E2 readers/writers, this is a series I have started, called Shattered Light, and would love to have you read my work. I know there are very talented writers here, so that is why I am posting these writeups (bits of the larger story at a time). I hope to receive some constructive criticism. Thank you.

On Federal Stellar Military Platform 259385.8, a man was sitting in a grey room. The chair he was sitting on was fixed to the ground, offering only a thin layer of padding, and the rest of the room was empty. Directly in front of the man was what seemed to be another grey wall, but in actuality was not. Behind the wall were five people: three men and two women. Their faces had as much life in them as did the walls. They watched the man in the room being interrogated by the Interrogational Artificial Intelligence.

The man on the chair did not display any signs of nervousness---the military-grade implants in his body hindered emotions from affecting his mental functions. These implants regulated and affected chemical balances in the brain, thereby acting as a sort of control.

The IAI’s voice was feminine, yet still devoid of any human element. “State your name, rank, and station.”

The soldier did not look around or anything of the sort. He looked straight forward at the wall in front of him. “Gan Nel. Lieutenant. Engine control.” His tone of voice had little humanness to it, like the IAI.

“Was your platform attacked?”


“Where were you at the beginning of the attack?”

“At my station on the control deck,” the soldier answered.

“Who was your commander?”

“Rameus Roth.”

“Describe the events leading up to the moment of attack.”

Nel sat without speaking a word for what seemed like an entire minute, but finally spoke. “I was supervising my crew, as usual, and there was no activity on half-light scanners. The plate suddenly began to shake violently." Nel paused. The word "plate" was usually used by stellarmen, but not around the wigs. He resumed, "The platform began to toss. We were hit hard. Our propulsion systems were pulverized, and we barely had any polaric charge left. Instability in the power systems was rapidly increasing. Tactical couldn’t tell exactly what had hit us, but it looked like a thermonuke strike. I---“

The IAI interjected, “State the reason why half-light scanners did not detect a locked missile.”
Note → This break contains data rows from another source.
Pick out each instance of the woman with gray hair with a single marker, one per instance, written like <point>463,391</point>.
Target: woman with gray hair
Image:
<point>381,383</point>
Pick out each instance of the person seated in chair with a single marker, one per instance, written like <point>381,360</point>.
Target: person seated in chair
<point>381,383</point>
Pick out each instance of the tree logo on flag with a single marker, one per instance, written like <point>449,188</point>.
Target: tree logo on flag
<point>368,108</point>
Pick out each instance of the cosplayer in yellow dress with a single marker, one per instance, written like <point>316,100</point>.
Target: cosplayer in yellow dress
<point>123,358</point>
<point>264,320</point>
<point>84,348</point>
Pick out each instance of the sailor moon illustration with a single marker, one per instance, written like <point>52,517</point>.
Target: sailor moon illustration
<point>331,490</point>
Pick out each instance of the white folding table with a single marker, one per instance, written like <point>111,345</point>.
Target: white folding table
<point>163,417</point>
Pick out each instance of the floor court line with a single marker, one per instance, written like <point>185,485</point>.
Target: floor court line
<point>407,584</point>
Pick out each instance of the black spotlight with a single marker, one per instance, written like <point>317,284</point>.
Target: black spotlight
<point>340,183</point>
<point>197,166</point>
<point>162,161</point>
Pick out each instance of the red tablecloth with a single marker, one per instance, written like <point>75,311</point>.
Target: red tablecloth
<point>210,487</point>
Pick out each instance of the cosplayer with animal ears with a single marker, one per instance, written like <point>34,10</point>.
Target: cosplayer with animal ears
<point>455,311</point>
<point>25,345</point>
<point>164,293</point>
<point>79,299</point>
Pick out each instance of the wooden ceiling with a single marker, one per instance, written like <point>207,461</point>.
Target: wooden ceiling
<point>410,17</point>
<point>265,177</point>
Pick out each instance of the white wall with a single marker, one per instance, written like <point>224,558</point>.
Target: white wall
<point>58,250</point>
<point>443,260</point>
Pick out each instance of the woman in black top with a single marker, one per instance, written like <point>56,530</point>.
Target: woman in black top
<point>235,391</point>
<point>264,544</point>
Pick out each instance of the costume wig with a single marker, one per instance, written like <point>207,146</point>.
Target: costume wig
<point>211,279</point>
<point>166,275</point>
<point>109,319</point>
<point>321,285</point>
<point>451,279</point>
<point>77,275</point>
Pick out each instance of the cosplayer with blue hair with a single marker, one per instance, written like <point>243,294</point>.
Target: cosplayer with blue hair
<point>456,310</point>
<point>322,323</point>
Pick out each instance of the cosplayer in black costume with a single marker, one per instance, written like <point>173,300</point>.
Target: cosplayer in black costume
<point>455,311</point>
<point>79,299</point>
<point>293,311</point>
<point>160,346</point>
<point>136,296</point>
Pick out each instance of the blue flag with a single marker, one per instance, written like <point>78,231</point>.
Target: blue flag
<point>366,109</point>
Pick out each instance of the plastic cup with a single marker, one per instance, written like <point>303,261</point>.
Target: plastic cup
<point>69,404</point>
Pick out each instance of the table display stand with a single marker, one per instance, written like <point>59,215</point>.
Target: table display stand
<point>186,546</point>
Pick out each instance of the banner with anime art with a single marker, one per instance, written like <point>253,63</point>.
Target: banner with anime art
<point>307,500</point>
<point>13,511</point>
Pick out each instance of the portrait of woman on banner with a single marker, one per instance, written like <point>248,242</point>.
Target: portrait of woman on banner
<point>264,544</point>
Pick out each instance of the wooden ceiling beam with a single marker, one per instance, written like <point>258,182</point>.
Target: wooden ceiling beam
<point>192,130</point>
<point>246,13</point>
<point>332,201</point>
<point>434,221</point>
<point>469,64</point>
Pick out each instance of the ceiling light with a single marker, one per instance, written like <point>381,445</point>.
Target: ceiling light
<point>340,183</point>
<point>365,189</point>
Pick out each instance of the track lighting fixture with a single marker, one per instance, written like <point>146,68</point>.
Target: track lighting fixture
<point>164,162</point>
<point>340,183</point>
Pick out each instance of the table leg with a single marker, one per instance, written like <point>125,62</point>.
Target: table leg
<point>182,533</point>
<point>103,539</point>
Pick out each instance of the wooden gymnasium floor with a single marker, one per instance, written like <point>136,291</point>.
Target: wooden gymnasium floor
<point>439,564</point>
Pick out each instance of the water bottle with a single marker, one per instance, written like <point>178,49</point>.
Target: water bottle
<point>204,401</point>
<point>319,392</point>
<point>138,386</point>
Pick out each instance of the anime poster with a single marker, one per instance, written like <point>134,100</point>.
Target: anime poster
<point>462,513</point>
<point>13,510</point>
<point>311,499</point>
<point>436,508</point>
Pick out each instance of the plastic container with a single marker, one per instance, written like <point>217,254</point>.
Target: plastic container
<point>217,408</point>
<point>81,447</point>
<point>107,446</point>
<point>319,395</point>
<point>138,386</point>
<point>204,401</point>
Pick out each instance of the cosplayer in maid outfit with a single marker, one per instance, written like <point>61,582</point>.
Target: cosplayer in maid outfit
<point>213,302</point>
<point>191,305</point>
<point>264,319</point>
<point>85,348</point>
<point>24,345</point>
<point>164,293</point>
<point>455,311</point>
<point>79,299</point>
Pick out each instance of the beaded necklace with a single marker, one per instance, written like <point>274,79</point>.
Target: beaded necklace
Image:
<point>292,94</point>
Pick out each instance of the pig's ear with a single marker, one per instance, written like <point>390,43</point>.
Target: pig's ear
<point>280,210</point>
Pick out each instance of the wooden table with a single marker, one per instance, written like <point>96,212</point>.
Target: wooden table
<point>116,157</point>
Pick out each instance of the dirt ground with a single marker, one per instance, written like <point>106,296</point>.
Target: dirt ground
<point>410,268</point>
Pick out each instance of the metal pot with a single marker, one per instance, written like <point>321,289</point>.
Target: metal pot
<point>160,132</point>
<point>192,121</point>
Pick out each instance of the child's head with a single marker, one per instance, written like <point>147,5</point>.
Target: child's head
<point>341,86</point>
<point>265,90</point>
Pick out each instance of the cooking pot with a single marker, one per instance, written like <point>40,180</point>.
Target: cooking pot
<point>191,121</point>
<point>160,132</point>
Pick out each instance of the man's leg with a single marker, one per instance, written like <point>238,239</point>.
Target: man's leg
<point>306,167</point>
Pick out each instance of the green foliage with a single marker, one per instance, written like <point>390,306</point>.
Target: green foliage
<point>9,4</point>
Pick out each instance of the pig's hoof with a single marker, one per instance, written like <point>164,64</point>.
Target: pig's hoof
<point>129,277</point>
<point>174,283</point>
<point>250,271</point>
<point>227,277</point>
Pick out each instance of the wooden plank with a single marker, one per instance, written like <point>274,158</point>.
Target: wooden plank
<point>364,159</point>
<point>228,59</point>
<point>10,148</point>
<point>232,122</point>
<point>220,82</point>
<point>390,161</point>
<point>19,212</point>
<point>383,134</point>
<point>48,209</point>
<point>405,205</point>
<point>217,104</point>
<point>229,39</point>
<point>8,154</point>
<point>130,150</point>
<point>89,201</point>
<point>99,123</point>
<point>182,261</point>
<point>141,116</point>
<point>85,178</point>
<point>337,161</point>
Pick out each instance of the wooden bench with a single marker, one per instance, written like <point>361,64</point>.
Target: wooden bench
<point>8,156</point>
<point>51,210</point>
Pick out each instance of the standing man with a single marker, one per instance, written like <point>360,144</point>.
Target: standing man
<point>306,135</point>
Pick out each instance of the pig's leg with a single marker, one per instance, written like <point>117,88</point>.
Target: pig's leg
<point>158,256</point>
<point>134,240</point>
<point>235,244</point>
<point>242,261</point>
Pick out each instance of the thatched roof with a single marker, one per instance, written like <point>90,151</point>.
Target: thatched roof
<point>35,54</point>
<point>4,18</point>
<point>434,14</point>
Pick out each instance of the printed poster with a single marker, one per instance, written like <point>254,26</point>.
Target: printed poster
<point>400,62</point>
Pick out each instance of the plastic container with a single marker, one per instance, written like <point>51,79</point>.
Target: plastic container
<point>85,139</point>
Nel’s eyebrow twitched. “I don’t know. I was engine control, not tactical.”

“Did tactical inform anyone of any activity?”

“No.” His tone of voice was taut, and the gleam in his eye betrayed his frustration. But then, his eyes relaxed. The military implants were doing their work.

“Continue,” the IAI said.

Nel continued in a drone-like voice. “Everything was collapsing. The strike was too heavy, and I knew we were finished. The plate continued to toss. Whoever attacked us, they were finishing us off with their kinetic weapons. After a few seconds, the commander issued an order to abandon ship. He saw that it was over. I ordered my subcrew to abandon post head for the escape pods. Running behind them, I saw my first engineer, Brooks, get decapitated by some sort of metal object flying across the hallway. My two engineers and I made it to an escape pod, but only barely. The corridors were all breaking and there was fire and decompression everywhere. We barely made it. I shouted at my subcrew to brace as I hit the eject button, and the escape pod launched.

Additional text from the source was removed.